Researcher discloses 10 D-Link zero-day router flaws

The security researcher says the general public should immediately disconnect their router until patches are available.







When a zero-day vulnerability becomes public, of which by its nature no patches or fixes are available at the time, one is enough for vendors to come to terms with in order to rapidly devise a solution.

D-Link now has 10 such previously-unknown bugs on its plate to fix.

Last week, security researcher Pierre Kim chose to publicly disclose his findings related to D-Link 850L routers due to “difficulties” working with the vendor on a coordinated disclosure.

In a blog post, Kim said the flaws were found in the D-Link 850L, a wireless AC1200 dual-band gigabit cloud router, which also enables users to use Mydlink Cloud Services to access their home networks remotely.

Kim describes the product as a “router overall badly designed with a lot of vulnerabilities,” and says that he was able to compromise everything, from the LAN to the WAN, as well as the custom MyDlink cloud protocol.

There are two different versions of the router, revA and revB, available and the vulnerabilities below impact both.

•Firmware “protection”: The latest firmware for version A is not protected and firmware images can be forged by attackers. Version B firmware is password-protected with a hardcoded password — in other words, extremely poorly.

•WAN & LAN – revA – XSS: PHP files found within the router system can be exploited and if attackers use a number of XSS flaws within, they can steal authentication cookies.

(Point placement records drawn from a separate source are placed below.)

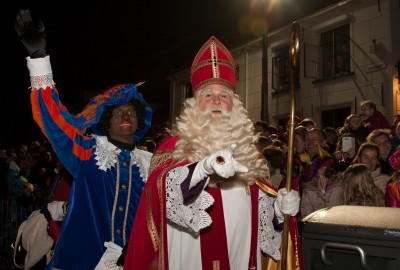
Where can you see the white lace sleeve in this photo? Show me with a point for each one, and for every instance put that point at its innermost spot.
(270, 240)
(190, 216)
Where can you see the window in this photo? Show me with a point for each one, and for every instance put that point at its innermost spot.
(281, 70)
(335, 52)
(334, 118)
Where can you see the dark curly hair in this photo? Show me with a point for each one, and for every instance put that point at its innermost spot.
(104, 124)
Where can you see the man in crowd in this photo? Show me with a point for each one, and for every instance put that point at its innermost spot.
(373, 118)
(207, 204)
(109, 171)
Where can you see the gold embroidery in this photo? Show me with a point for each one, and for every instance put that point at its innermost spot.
(266, 188)
(216, 265)
(150, 221)
(247, 188)
(115, 201)
(159, 159)
(129, 197)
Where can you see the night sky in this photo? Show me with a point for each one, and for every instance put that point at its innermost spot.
(94, 45)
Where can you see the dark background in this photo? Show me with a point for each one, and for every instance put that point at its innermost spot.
(94, 45)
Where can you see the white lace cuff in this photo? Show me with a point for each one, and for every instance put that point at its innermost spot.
(40, 72)
(270, 240)
(191, 216)
(39, 66)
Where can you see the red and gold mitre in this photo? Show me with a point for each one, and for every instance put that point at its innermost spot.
(213, 64)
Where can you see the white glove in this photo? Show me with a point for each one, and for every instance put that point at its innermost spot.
(221, 163)
(286, 203)
(56, 210)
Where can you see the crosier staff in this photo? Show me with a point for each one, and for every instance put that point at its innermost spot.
(294, 63)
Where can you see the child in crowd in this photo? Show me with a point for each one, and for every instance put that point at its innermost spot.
(324, 190)
(392, 192)
(359, 187)
(354, 124)
(343, 155)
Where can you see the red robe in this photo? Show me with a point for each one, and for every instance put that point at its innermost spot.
(148, 245)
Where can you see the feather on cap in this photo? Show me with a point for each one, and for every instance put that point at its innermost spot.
(117, 95)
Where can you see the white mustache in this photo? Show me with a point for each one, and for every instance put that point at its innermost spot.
(215, 108)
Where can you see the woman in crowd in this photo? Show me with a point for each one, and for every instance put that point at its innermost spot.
(359, 187)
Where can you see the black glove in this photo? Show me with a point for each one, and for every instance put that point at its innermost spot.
(32, 35)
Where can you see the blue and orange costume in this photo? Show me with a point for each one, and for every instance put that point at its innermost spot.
(108, 180)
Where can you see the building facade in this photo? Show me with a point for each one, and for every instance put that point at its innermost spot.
(350, 52)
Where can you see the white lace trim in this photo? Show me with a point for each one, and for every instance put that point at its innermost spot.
(270, 240)
(191, 216)
(42, 81)
(138, 159)
(106, 153)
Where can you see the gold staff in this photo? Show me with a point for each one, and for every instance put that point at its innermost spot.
(294, 63)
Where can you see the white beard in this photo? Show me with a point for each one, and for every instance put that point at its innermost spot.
(201, 134)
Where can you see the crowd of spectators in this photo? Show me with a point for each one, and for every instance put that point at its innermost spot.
(355, 164)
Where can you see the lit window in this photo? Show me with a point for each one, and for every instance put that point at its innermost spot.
(335, 51)
(281, 70)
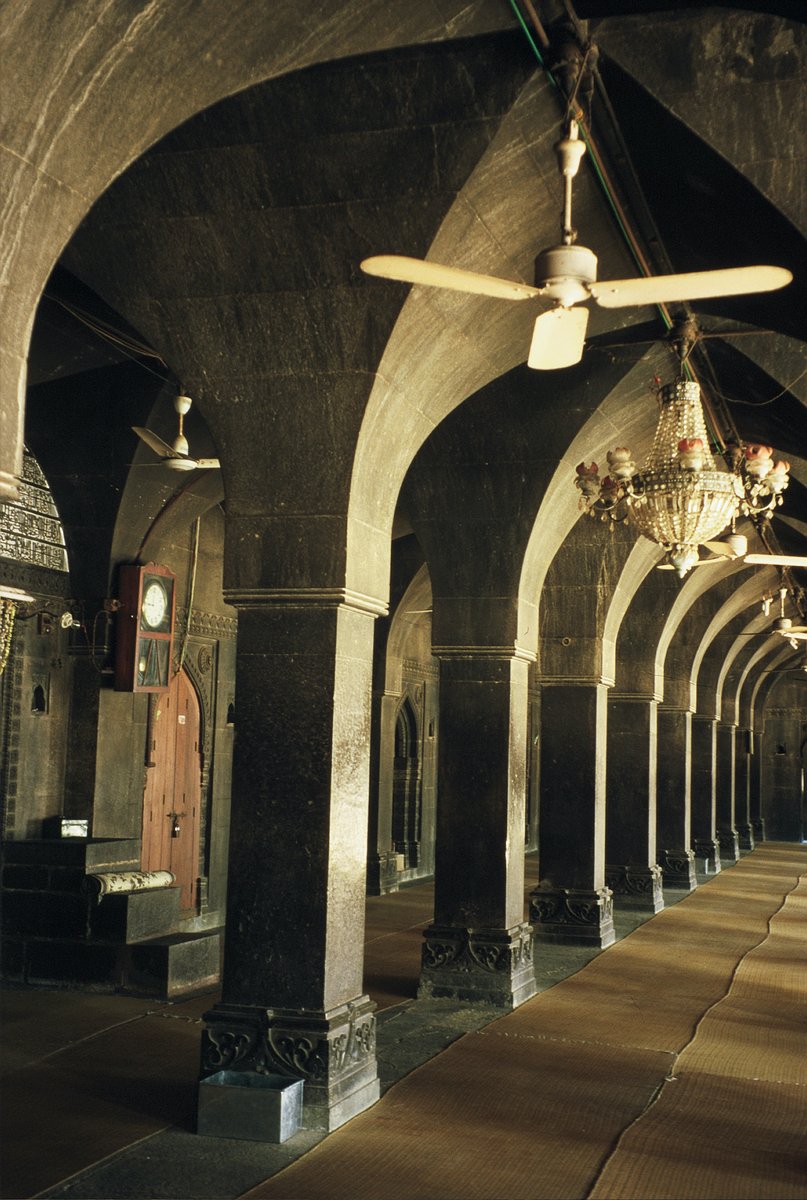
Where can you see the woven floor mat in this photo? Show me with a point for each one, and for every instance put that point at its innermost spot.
(737, 1101)
(490, 1117)
(568, 1096)
(713, 1138)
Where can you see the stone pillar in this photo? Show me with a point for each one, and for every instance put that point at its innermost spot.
(631, 869)
(742, 739)
(755, 785)
(479, 947)
(572, 904)
(701, 786)
(675, 853)
(382, 857)
(724, 768)
(292, 990)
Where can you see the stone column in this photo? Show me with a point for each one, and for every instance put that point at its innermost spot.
(675, 853)
(631, 869)
(292, 991)
(479, 947)
(382, 857)
(755, 786)
(724, 768)
(701, 785)
(572, 904)
(742, 739)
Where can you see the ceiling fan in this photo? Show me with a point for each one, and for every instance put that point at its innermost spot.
(736, 547)
(567, 275)
(175, 456)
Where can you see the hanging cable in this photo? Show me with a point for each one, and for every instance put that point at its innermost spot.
(191, 591)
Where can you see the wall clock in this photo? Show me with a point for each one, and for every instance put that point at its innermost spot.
(144, 628)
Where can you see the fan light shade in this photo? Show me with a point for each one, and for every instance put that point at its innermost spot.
(557, 339)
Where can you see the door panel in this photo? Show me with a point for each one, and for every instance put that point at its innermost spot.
(172, 798)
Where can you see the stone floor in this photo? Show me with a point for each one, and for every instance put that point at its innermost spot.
(100, 1090)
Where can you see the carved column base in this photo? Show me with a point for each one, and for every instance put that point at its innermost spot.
(710, 851)
(746, 835)
(382, 874)
(488, 965)
(571, 917)
(334, 1053)
(679, 869)
(637, 887)
(729, 845)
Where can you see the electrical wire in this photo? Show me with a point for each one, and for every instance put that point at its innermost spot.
(615, 205)
(191, 591)
(126, 346)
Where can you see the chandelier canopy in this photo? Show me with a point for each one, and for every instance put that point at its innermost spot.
(680, 498)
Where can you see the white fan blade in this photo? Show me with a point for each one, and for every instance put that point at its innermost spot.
(434, 275)
(701, 562)
(155, 443)
(777, 559)
(557, 339)
(722, 547)
(694, 286)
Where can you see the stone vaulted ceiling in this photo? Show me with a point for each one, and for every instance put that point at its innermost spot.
(215, 201)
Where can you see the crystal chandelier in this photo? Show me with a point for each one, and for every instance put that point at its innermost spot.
(680, 498)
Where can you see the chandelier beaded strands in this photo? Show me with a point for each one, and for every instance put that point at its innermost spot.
(681, 499)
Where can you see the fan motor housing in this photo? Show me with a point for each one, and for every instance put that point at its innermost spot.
(565, 271)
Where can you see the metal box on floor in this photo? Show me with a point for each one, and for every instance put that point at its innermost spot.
(244, 1104)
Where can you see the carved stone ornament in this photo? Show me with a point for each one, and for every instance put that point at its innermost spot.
(677, 862)
(633, 881)
(467, 951)
(571, 916)
(272, 1042)
(565, 906)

•WAN & LAN – revB – Retrieving admin password, gaining full access using the custom mydlink Cloud protocol: Without breaking D-Link’s terms of use, Kim found vulnerabilities which could allow attackers to abuse the MyDLink cloud protocol and register the router to their own accounts to gain full, unfettered access.

•WAN – revA and revB – Weak Cloud protocol: The MyDlink Cloud protocol is little more than a basic TCP relay system and has no encryption by default. Traffic is sent over TCP to Amazon servers without encryption. To make matters worse, the router interface allows users to enter credentials for their email accounts, which are then sent from the router to server without encryption or suitable verification. Passwords are also stored in cleartext.

•LAN – revB – Backdoor access: The router model has a backdoor which can be accessed by logging in with Alphanetworks and a supplied password, granting an attacker root access and control.

•WAN & LAN – revA and revB – Stunnel private keys: The router’s stunnel private keys are hardcoded, which paves the way for SSL Man-in-The-Middle (MiTM) attacks.

•WAN & LAN – revA – Nonce bruteforcing for DNS configuration: DNS configuration can be changed without admin user authentication checks, allowing for routing and bruteforce attacks.

•Local – revA and revB – Weak files permission and credentials stored in cleartext: Some files have weak permission setups and store credentials in cleartext.

•WAN – revB – Pre-Auth RCEs as root (L2): The DCHP client running on the router is vulnerable to a number of command injections as root, leading to potential remote code execution. If a vulnerable router is connected to an internal network, the attack will also make the network vulnerable to exploit.

•LAN – revA and revB – DoS against some daemons: A number of daemons can be crashed remotely.

The bugs were discovered in June this year, the advisory was written up in July, and the public advisory appearing on security mailing lists last week.

“Due to difficulties in previous exchange[s] with D-Link, Full-disclosure is applied,” Kim says. “Their previous lack of consideration about security made me publish this research without coordinated disclosure.”

“I advise to immediately disconnect vulnerable routers from the Internet,” the researcher added.

According to the security researcher, he has chosen full disclosure even though no patches have been issued to fix all of the issues.

Kim has apparently experienced trouble with D-Link in the past, with a disclosure last February resulting in no acknowledgment from the vendor, but rather just the silent issue of a patch which fixed only one problem of many.

Rather than contact the researcher, D-Link apparently downplayed the findings, claiming the security researcher found the issues “by chance.”

ZDNet has reached out to D-Link and will update if we hear back.